職場の人達が「先ずは人件費削減から」「一部スタッフには休んでもらって、助成金を申請しよう」などと話している所へ嬉々として「休み欲しいです!!!」と名乗りを上げてみたものの、光の速さで「いや、お前は働くんだよ」と一蹴されてしまった。ちくしょうめ。知ってた。
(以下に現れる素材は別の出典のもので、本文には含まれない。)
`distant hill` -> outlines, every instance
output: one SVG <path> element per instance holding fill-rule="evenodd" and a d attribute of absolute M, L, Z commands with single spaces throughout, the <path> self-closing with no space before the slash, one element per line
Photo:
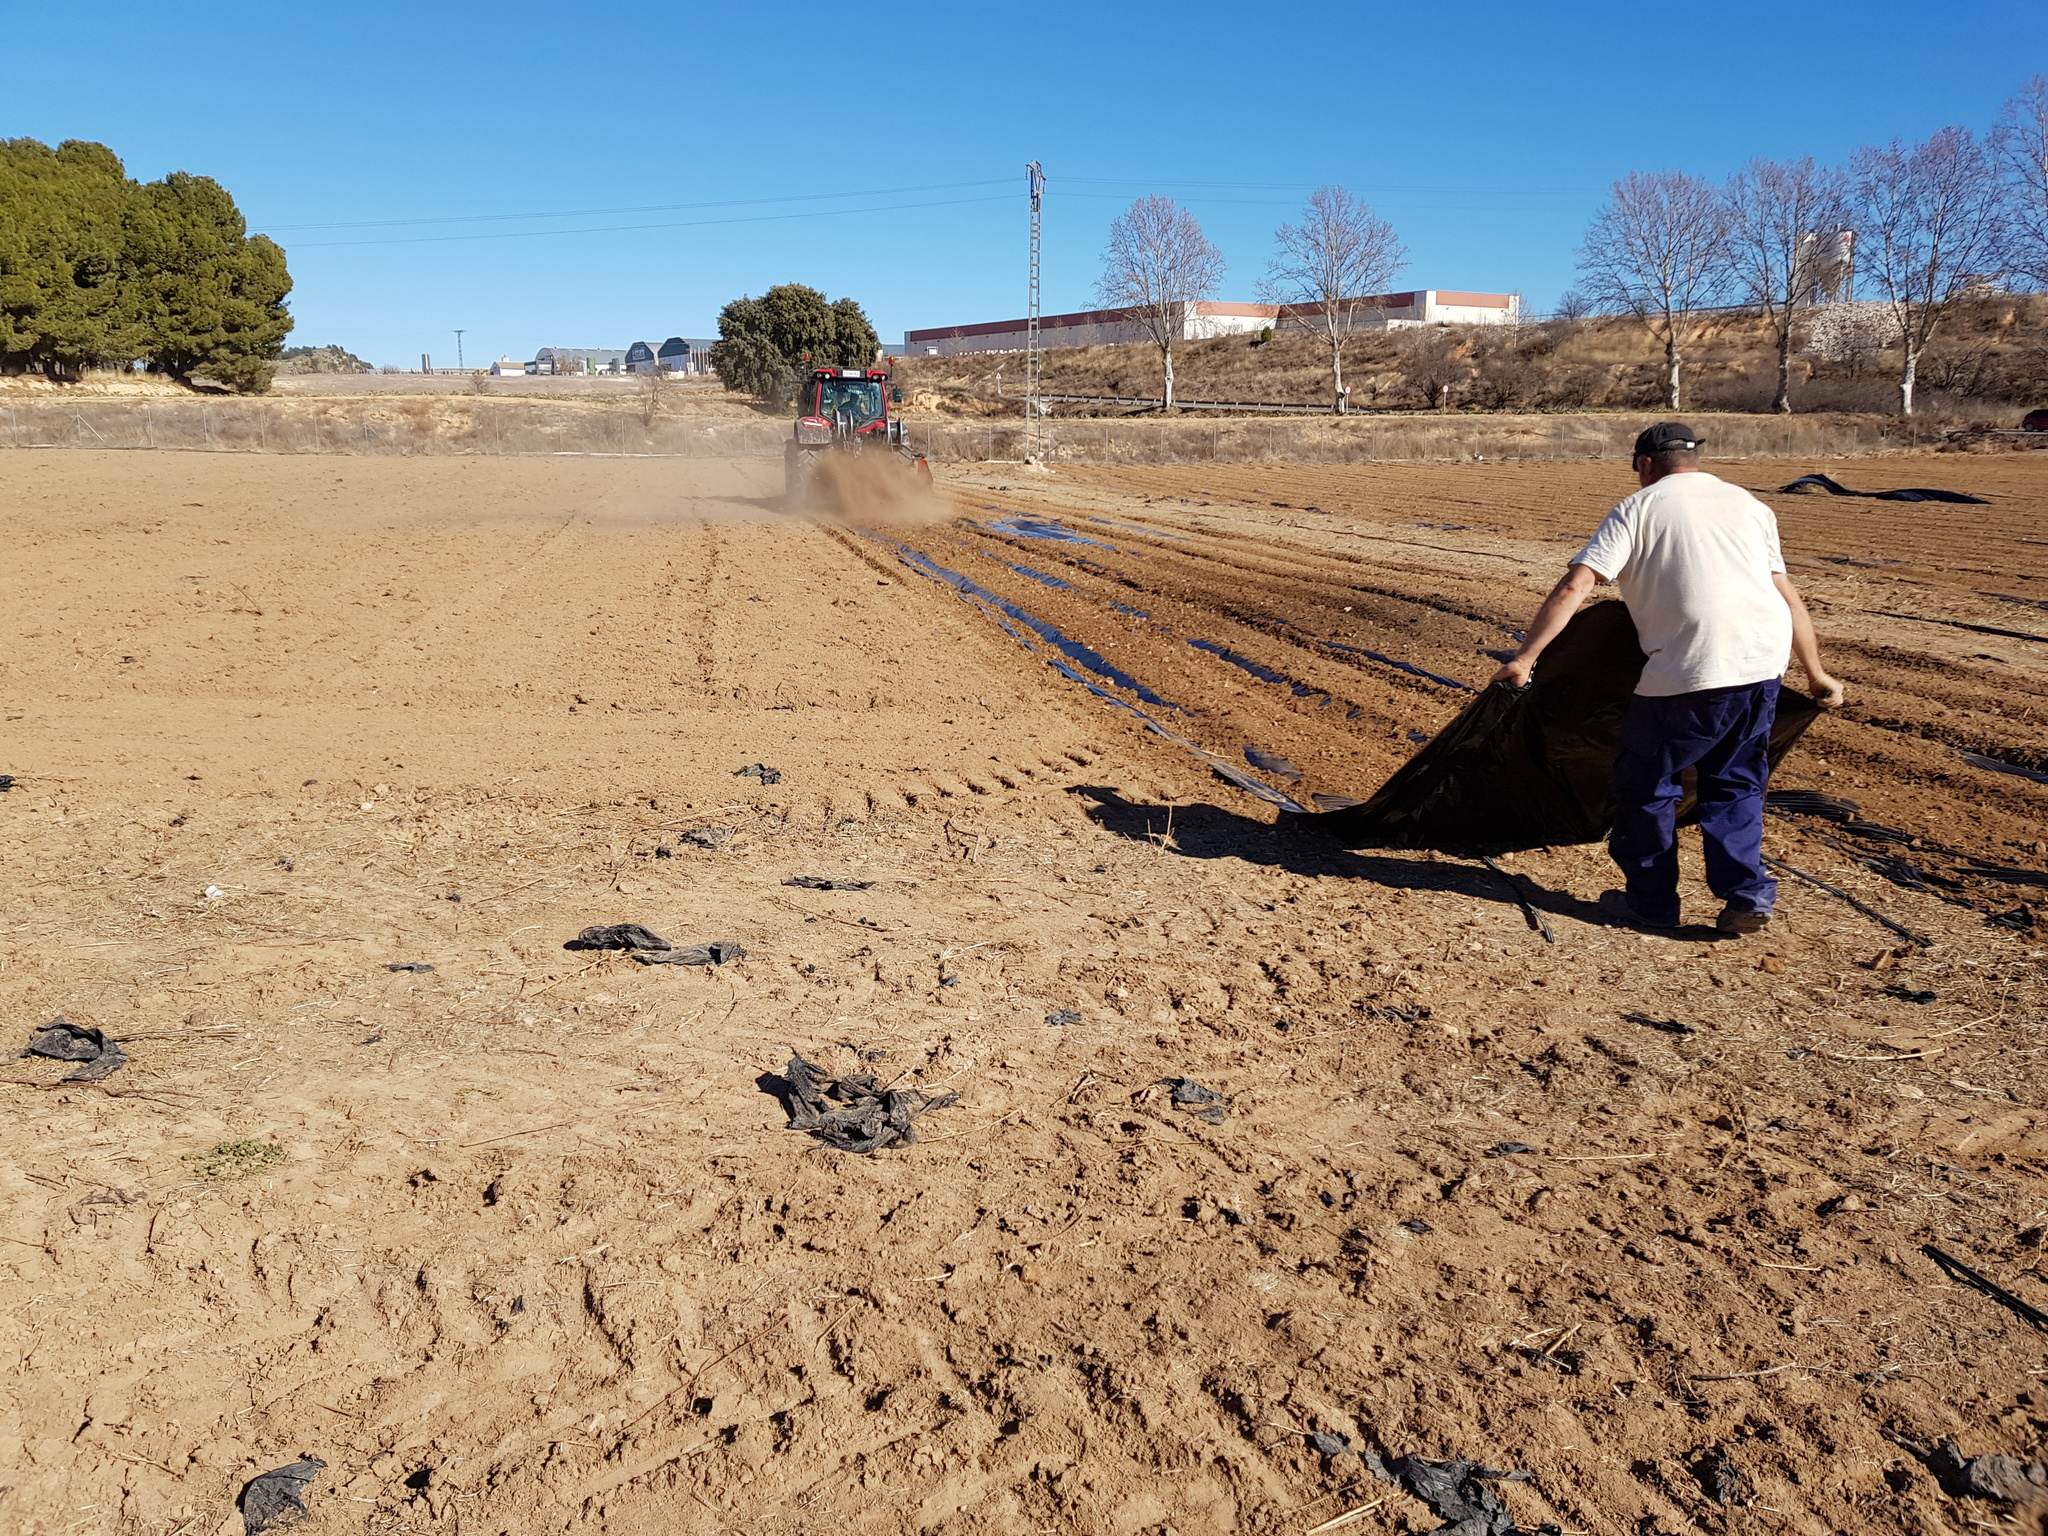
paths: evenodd
<path fill-rule="evenodd" d="M 285 373 L 375 373 L 376 369 L 345 347 L 286 347 L 277 360 Z"/>
<path fill-rule="evenodd" d="M 1880 308 L 1858 306 L 1858 312 Z M 1795 411 L 1898 409 L 1896 345 L 1881 326 L 1864 336 L 1856 330 L 1831 337 L 1811 321 L 1798 328 Z M 1174 353 L 1175 387 L 1188 400 L 1325 405 L 1329 369 L 1328 348 L 1293 329 L 1263 343 L 1257 336 L 1188 342 Z M 904 393 L 926 409 L 989 417 L 1023 409 L 1021 353 L 908 357 L 895 370 Z M 1346 350 L 1344 375 L 1353 405 L 1366 409 L 1659 410 L 1664 401 L 1662 353 L 1650 333 L 1625 316 L 1364 331 Z M 1777 357 L 1763 321 L 1728 311 L 1687 349 L 1684 409 L 1766 411 L 1776 380 Z M 1149 346 L 1061 347 L 1045 354 L 1048 394 L 1156 399 L 1159 382 L 1159 354 Z M 1995 295 L 1959 306 L 1921 358 L 1919 399 L 1929 413 L 2007 426 L 2018 425 L 2025 411 L 2048 408 L 2048 295 Z M 1114 416 L 1138 409 L 1071 404 L 1057 412 Z"/>

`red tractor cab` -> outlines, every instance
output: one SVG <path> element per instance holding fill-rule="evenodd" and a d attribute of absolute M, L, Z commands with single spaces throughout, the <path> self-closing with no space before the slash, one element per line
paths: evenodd
<path fill-rule="evenodd" d="M 903 391 L 882 368 L 813 368 L 797 386 L 796 430 L 783 449 L 785 489 L 792 505 L 817 486 L 827 453 L 889 453 L 909 473 L 931 482 L 931 466 L 904 441 L 903 422 L 889 407 Z"/>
さて、通常の半分程度の人数では、同時にできる事に物理的限界がある。二兎を追うのは諦める事にした。普段は事務所に常駐して司令塔役を担う者と、その指示を受け実際に外で動く者とに分かれるのだが、この役割分担を撤廃した。
と言うか、前者の“留守番役”を切り捨てた。
後者の外回り要員が自ら、仕事の依頼や問い合わせ受付用の端末を携行する。そうして皆が出払っている間、事務所内の業務は放棄。
本拠地を無人にしてでも、あくまで現場の仕事を優先するという訳だ。

テレワークもへったくれもあったものではない。

お陰で有難い事に(?)この春も毎日、桜や木蓮、花水木やツツジや柳の新緑が、往復の通勤路と仕事中の目に楽しい。
人の世で何が起ころうと、路傍の草木にはどこまでも罪が無く綺麗なものである。

私は元来、勤勉家とは真逆の怠惰な自堕落者である。働きたくないです!! と、社長にさえ真っ向から公言して憚らない程度には無気力クソ野郎だ。
新型ウイルスだの感染リスクだのは別段どうでも良いが、普通にただただ働きたくないし、休みだって貰えるだけ欲しい。
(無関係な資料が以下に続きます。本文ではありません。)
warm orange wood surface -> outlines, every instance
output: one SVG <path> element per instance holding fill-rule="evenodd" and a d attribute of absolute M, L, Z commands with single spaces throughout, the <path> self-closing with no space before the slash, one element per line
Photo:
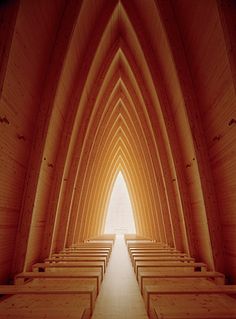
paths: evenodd
<path fill-rule="evenodd" d="M 0 283 L 96 246 L 119 171 L 127 239 L 236 283 L 235 1 L 3 2 Z"/>

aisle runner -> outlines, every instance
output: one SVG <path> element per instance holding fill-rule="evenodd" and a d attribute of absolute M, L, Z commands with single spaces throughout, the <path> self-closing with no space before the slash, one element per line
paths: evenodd
<path fill-rule="evenodd" d="M 92 319 L 148 319 L 123 236 L 116 237 Z"/>

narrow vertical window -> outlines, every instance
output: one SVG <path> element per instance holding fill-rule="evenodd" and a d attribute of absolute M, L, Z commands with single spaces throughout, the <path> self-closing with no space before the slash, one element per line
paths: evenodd
<path fill-rule="evenodd" d="M 131 200 L 121 172 L 118 173 L 111 192 L 105 233 L 136 233 Z"/>

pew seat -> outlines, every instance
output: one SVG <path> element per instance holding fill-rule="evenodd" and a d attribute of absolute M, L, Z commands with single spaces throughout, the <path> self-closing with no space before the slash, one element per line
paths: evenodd
<path fill-rule="evenodd" d="M 185 253 L 179 253 L 179 252 L 158 252 L 157 251 L 144 251 L 144 252 L 132 252 L 131 258 L 133 257 L 148 257 L 148 256 L 156 256 L 156 257 L 189 257 Z"/>
<path fill-rule="evenodd" d="M 95 236 L 95 237 L 91 237 L 91 238 L 88 238 L 86 240 L 84 240 L 84 242 L 91 242 L 91 241 L 112 241 L 113 243 L 115 242 L 116 240 L 116 234 L 102 234 L 102 235 L 99 235 L 99 236 Z"/>
<path fill-rule="evenodd" d="M 135 256 L 131 258 L 133 266 L 136 265 L 137 262 L 139 261 L 181 261 L 184 263 L 193 263 L 195 260 L 194 258 L 190 257 L 178 257 L 178 256 L 164 256 L 164 257 L 159 257 L 159 256 Z"/>
<path fill-rule="evenodd" d="M 226 294 L 152 295 L 149 318 L 236 319 L 236 302 Z"/>
<path fill-rule="evenodd" d="M 85 256 L 94 256 L 94 257 L 106 257 L 109 259 L 109 253 L 104 252 L 91 252 L 91 251 L 78 251 L 74 253 L 54 253 L 51 255 L 53 258 L 62 258 L 62 257 L 85 257 Z"/>
<path fill-rule="evenodd" d="M 94 285 L 0 285 L 0 319 L 85 319 L 94 307 Z"/>
<path fill-rule="evenodd" d="M 77 271 L 77 270 L 100 270 L 103 280 L 105 268 L 104 263 L 101 261 L 89 261 L 89 262 L 64 262 L 64 263 L 36 263 L 32 266 L 33 271 L 48 272 L 48 271 Z"/>
<path fill-rule="evenodd" d="M 214 281 L 216 284 L 223 285 L 225 283 L 225 276 L 219 272 L 211 272 L 211 271 L 201 271 L 201 272 L 186 272 L 186 271 L 179 271 L 176 272 L 175 270 L 169 271 L 140 271 L 138 274 L 138 283 L 140 286 L 141 293 L 143 292 L 143 285 L 144 283 L 147 284 L 146 279 L 162 279 L 162 278 L 179 278 L 180 280 L 184 281 L 187 278 L 206 278 L 208 280 Z"/>
<path fill-rule="evenodd" d="M 107 265 L 107 259 L 106 257 L 100 257 L 100 256 L 76 256 L 76 257 L 71 257 L 71 256 L 66 256 L 66 257 L 61 257 L 61 258 L 46 258 L 44 259 L 44 262 L 47 263 L 64 263 L 64 262 L 89 262 L 89 261 L 102 261 L 104 263 L 104 269 L 106 269 Z"/>
<path fill-rule="evenodd" d="M 173 298 L 181 295 L 182 297 L 198 296 L 198 295 L 222 295 L 223 298 L 225 295 L 235 295 L 236 294 L 236 285 L 216 285 L 210 281 L 195 281 L 191 284 L 186 283 L 185 281 L 182 283 L 170 283 L 165 282 L 162 279 L 156 285 L 146 285 L 143 287 L 143 298 L 144 303 L 147 309 L 148 314 L 150 315 L 151 301 L 155 297 L 155 300 L 159 304 L 159 296 L 171 295 Z M 234 301 L 235 307 L 235 299 Z M 205 313 L 207 313 L 207 307 L 211 305 L 208 302 L 205 303 Z M 191 308 L 189 308 L 191 309 Z M 235 308 L 236 309 L 236 308 Z M 191 317 L 190 317 L 191 318 Z"/>
<path fill-rule="evenodd" d="M 207 266 L 204 263 L 188 263 L 181 261 L 137 261 L 135 264 L 135 273 L 138 279 L 139 271 L 141 270 L 186 270 L 186 271 L 206 271 Z"/>
<path fill-rule="evenodd" d="M 94 278 L 96 280 L 96 287 L 97 292 L 99 293 L 102 276 L 101 271 L 79 271 L 76 272 L 62 272 L 62 271 L 56 271 L 56 272 L 22 272 L 20 274 L 17 274 L 15 276 L 15 285 L 22 285 L 28 282 L 31 282 L 33 279 L 78 279 L 78 278 Z"/>

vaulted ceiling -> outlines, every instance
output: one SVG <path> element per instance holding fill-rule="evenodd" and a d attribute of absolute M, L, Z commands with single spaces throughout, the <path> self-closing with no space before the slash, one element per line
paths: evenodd
<path fill-rule="evenodd" d="M 103 233 L 119 171 L 139 234 L 236 280 L 234 1 L 0 8 L 1 281 Z"/>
しかし当面の間はどうやら黙して働くより他に仕方が無さそうだと、近頃は差し当たり諦観の境地にある。

実際問題、今こんな状態のこの街で、それでも休業せずに仕事はするという事なら、私のような人間を最後まで現場に置いておくのが一番合理的だろうと思う。
学生身分もとうに卒業した良い大人だし、これと言った持病も既往症も無く、元から比較的頑丈にできている方だ。実際ここ十数年間で一度たりとも病欠というものをした記憶が無い。勿論、だからと言って滅多な事にならない保証は決して無いのだが、それでも未来ある学生バイト達や、持病など健康上の不安を抱えている者を出勤させるよりは遥かに良かろう。
幸いにして(?)私は気楽な独身貴族である。家族もなければ将来を誓い合うような相手も居ないし、生き物を飼ったりもしていない。つまり、今後もし倒れてしまったとしても、その所為で(自分自身を除けば)誰が困ったり路頭に迷ったりする訳でも無いのだ。
ちなみに自宅の掃除等も日頃から比較的きちんとしているつもりなので、万一うっかり死んでしまったとしても人様にお掛けする後処理上のご迷惑はそう酷くなかろうと思う。多分。
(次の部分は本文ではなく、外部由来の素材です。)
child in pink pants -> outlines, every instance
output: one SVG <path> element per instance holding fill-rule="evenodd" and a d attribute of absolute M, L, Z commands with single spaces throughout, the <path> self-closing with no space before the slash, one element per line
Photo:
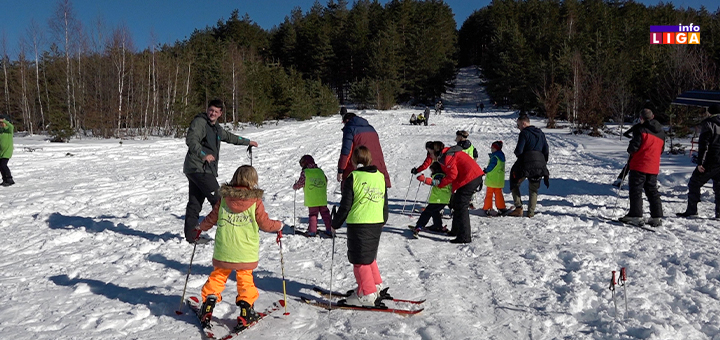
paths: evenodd
<path fill-rule="evenodd" d="M 322 216 L 325 223 L 325 234 L 332 237 L 330 226 L 330 210 L 327 207 L 327 176 L 315 164 L 310 155 L 300 158 L 302 172 L 300 178 L 293 185 L 293 190 L 303 189 L 305 193 L 305 206 L 308 207 L 308 230 L 305 236 L 315 237 L 317 235 L 318 214 Z"/>

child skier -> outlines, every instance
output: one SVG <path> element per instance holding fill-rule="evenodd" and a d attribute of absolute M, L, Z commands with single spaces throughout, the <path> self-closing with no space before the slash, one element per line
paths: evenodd
<path fill-rule="evenodd" d="M 259 292 L 253 281 L 253 269 L 257 268 L 260 249 L 259 230 L 277 232 L 282 236 L 282 223 L 271 220 L 262 202 L 263 191 L 258 189 L 258 175 L 250 165 L 239 167 L 230 183 L 220 188 L 221 199 L 196 229 L 195 239 L 202 231 L 217 223 L 213 271 L 202 288 L 203 326 L 210 322 L 215 304 L 222 300 L 222 291 L 228 277 L 235 271 L 237 297 L 240 307 L 236 329 L 246 328 L 260 319 L 253 309 Z"/>
<path fill-rule="evenodd" d="M 485 172 L 485 205 L 483 210 L 485 215 L 490 216 L 490 209 L 493 205 L 493 196 L 495 196 L 495 205 L 501 215 L 508 213 L 505 207 L 505 198 L 503 197 L 503 187 L 505 187 L 505 153 L 502 152 L 502 141 L 495 141 L 490 146 L 490 162 L 483 169 Z"/>
<path fill-rule="evenodd" d="M 300 178 L 293 185 L 293 190 L 303 188 L 305 193 L 305 206 L 308 207 L 308 230 L 307 237 L 317 235 L 318 213 L 325 223 L 325 234 L 332 236 L 330 210 L 327 207 L 327 176 L 322 169 L 318 168 L 315 160 L 310 155 L 300 158 Z"/>
<path fill-rule="evenodd" d="M 439 183 L 445 177 L 445 173 L 442 171 L 440 164 L 437 162 L 430 165 L 430 171 L 432 172 L 432 175 L 430 175 L 430 177 L 425 177 L 425 175 L 421 174 L 417 177 L 418 181 L 423 182 L 427 185 L 432 185 L 434 180 L 437 180 L 436 183 Z M 444 188 L 438 188 L 434 185 L 432 186 L 432 188 L 430 189 L 430 197 L 428 198 L 428 205 L 427 207 L 425 207 L 425 210 L 423 210 L 423 212 L 420 214 L 420 217 L 415 224 L 413 236 L 417 238 L 420 230 L 425 228 L 425 225 L 428 223 L 428 221 L 430 221 L 430 217 L 432 217 L 433 219 L 433 225 L 432 227 L 428 228 L 428 230 L 447 232 L 447 228 L 443 227 L 442 225 L 442 212 L 443 209 L 445 209 L 445 206 L 450 203 L 451 195 L 452 185 L 448 185 Z"/>
<path fill-rule="evenodd" d="M 15 184 L 8 162 L 13 154 L 13 133 L 15 127 L 5 117 L 0 118 L 0 174 L 2 186 L 9 187 Z"/>
<path fill-rule="evenodd" d="M 385 177 L 372 165 L 370 150 L 360 146 L 352 154 L 356 170 L 345 180 L 340 208 L 333 218 L 334 229 L 347 220 L 348 260 L 353 264 L 357 289 L 341 303 L 352 306 L 381 306 L 382 283 L 377 265 L 380 234 L 388 218 Z M 363 167 L 357 168 L 358 164 Z"/>
<path fill-rule="evenodd" d="M 472 157 L 477 162 L 478 159 L 478 152 L 477 149 L 472 145 L 472 143 L 467 139 L 468 136 L 470 136 L 470 133 L 468 133 L 465 130 L 458 130 L 455 132 L 455 142 L 457 142 L 457 145 L 463 148 L 463 152 L 468 154 L 468 156 Z M 472 198 L 470 199 L 470 209 L 475 209 L 475 205 L 472 203 L 475 202 L 475 194 L 472 195 Z"/>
そんな訳で、勤務シフト上の2連休が明け、私は今日からまた元気に出勤である。寝て起きたら顔を洗って、仕事着に着替えて職場へと向かう。
夜の街は着々と死にゆき、終わる目処の立たない消耗戦は続く。
先行き不透明な毎日だがやる事は同じだ。可能な限りの次善の策を打ち、せっせと自分の仕事を片付け、同僚らが失敗すればケツを拭いて回る。

感染症が今後どうなろうがいずれ死ぬ時は死ぬし、それより先に今の勤務先が立ち行かなくなったらなったで別段それも良かろう。
幸い、私は最早かつてのような貧乏学生ではない。1~2年そこらなら働かずとも遊んで暮らせる程度の蓄えはあるし、その際は次の働き口を見付けるまでの間、気儘に無職生活を決め込むまでの事だ。
想像したらちょっと愉快になってきた。全然ナシじゃねえなこれ。二十代後半の優雅な高等遊民ライフ、中々どうして乙ではないか。

転職して3度目の春、緊急事態宣言の直下で働きながら、概ねそんな事を毎日つらつらと考えている。
4度目の春は果たしてどうなっている事やら見当も付かないが、生欠伸をしながらこの街で生き延びて、馴染みの面々と美味い酒を呑めていたら御の字だ。ついでにそれがタダ酒であれば尚良い。

これは持論だが、不健全な歓楽街が元気である事こそ、その都市が健全である証拠なのだ。矢張り夜の盛り場というのは小汚くごちゃついていてナンボである。
希わくは、我等が愛すべきこの街がいずれ、かつての無秩序と猥雑さを取り戻さん事を。